If you have equity in your home then you can apply for a home equity loan at the same time as you refinance. If you expect some extra cash either now or down the road getting a home equity loan that is also known as second mortgage when you refinance it saves your time and money as well as stress of going through the financing process two times. Most of the lenders do not charge any additional fees when you apply for a home equity loan simultaneously with a refinance. When it comes to home financing there are not always quite strict leading rules. But homeowners can use nontraditional types of income including rents, so long as other qualifications. As well as 100 percent financing is with an 80-20 mortgage which is a first mortgage and an equity loan.

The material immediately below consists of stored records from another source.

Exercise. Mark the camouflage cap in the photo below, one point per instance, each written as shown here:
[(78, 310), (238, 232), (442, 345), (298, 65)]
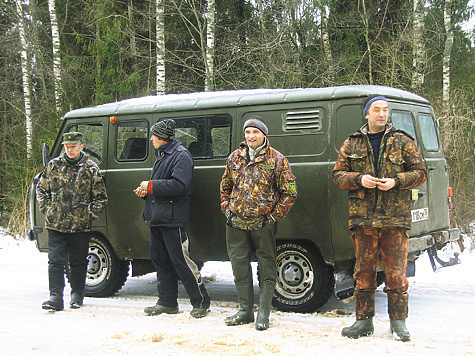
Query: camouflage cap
[(72, 138)]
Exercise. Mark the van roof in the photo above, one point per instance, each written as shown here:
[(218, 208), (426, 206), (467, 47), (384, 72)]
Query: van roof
[(234, 98)]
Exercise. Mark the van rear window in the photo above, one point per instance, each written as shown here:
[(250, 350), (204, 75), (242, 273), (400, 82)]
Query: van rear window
[(403, 121), (132, 139), (428, 132)]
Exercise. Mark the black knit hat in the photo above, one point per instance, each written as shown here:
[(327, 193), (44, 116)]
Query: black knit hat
[(258, 123), (164, 129)]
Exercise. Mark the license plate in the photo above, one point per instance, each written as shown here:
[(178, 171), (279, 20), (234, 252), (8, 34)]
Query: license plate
[(420, 214)]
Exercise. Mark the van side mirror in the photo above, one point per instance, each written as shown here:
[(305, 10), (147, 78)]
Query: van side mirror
[(45, 154)]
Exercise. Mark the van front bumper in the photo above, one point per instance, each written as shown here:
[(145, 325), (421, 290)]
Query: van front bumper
[(441, 237)]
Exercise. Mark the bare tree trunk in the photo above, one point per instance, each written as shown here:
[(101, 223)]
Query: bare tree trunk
[(365, 18), (210, 35), (25, 69), (449, 41), (327, 52), (56, 53), (133, 46), (418, 48), (160, 30)]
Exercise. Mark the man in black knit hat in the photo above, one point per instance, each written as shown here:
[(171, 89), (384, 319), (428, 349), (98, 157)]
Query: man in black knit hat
[(378, 165), (167, 203)]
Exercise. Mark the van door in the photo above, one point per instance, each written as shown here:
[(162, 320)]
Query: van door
[(437, 172)]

Term Loans & Lines Of Credit:

There are two types of second mortgages; term equity loans and lines of credit. Suppose you got a second mortgage for $20,000. With a term loan, the lender would give you the full amount at closing, and you would pay it back with regular payments over a set period of time, usually 10 or 15 years. In that sense it works the same as a first mortgage loan. With a home equity line of credit (HELOC) you have the ability to draw any amount from zero up through the full $20,000. You only pay interest on what you actually use. HELOC payments are interest-only for a set period of time, usually 5 or 10 years, after which you will need to make principal and interest payments on the remaining balance.

Term Loans for Immediate Needs:

If you are in need of funds right away it is most common to simply change your refinance into a cash-out loan, therefore enclosing everything into a single payment. But a term equity loan might also make sense. For example, if you expect receiving a large amount of cash in six months or a year, but need funds now, it would be smart to get a second mortgage when you refinance. Then you can pay off the equity loan and only be left with the payment on your first mortgage. If you are considering this you have to be sure to negotiate with your lender for a home equity loan with no prepayment penalty.

Second Mortgages Require Equity:

Home equity loans and lines of credit require considerable equity for qualification. Some lenders only lend on an equity loan up to a combined loan-to-value ratio of 80 percent, while some will go up to 90 percent. If you do have equity in your home then these loans can be great for you with low-cost source of funds for a variety of needs.

Finding the Right Lender:

Do not feel bound with a single lender. If you find a lender that offers a great mortgage refinance rate but you know that there are banks with better terms on home equity loans so you should go for the best deal. Fill out your refinance application with the lender of your choice, just like as you would if you were not applying for a home equity loan. When you apply for the equity loan and complete the application but demonstrate that you will have a first mortgage in X amount of dollars in front of the equity.


Income Qualification:

When you apply for both the mortgage and home equity loan the lender verifies your debt-to-income ratio. For the refinance more than 28 percent of your income cannot go toward your mortgage payment with taxes and insurance and more than 36 percent cannot be allotted to your overall debt.  Although this will be your first lien but the refinance lender would not take the equity loan into account. On the equity loan your debt-to-income ratio can be a maximum of 40 percent, including your refinance payment, the equity payment and any other outstanding loans, car payments or credit cards.

Insurance/ Guarantee:

When applying for a refinance and home equity loan simultaneously especially at different lenders the appraisal can be a problem. Your total loan-to-value ratio including both the refinance and home equity cannot exceed 80 percent. If you apply for both loans at the same lender, it will use only one appraisal. However, if you apply at different lenders then you can end up with two appraisals at two different values without mentioning that you will end up paying for both appraisals as well. Preferably see if the lender on the equity loan will accept the appraisal for the refinance since it is a current independently prepared report. The equity lender may charge a nominal appraisal review fee but at least you know you have a consistent value.


The timing of closing is important when applying for two loans simultaneously. Liens on your property are based on priority, meaning the lender whose lien is recorded first has first rights to your property if you do not pay as agreed. The refinance lender expects to be your first lien while the equity lender understands that it will be the second. When you get your approval, schedule your refinance closing first, with the equity loan about a week later.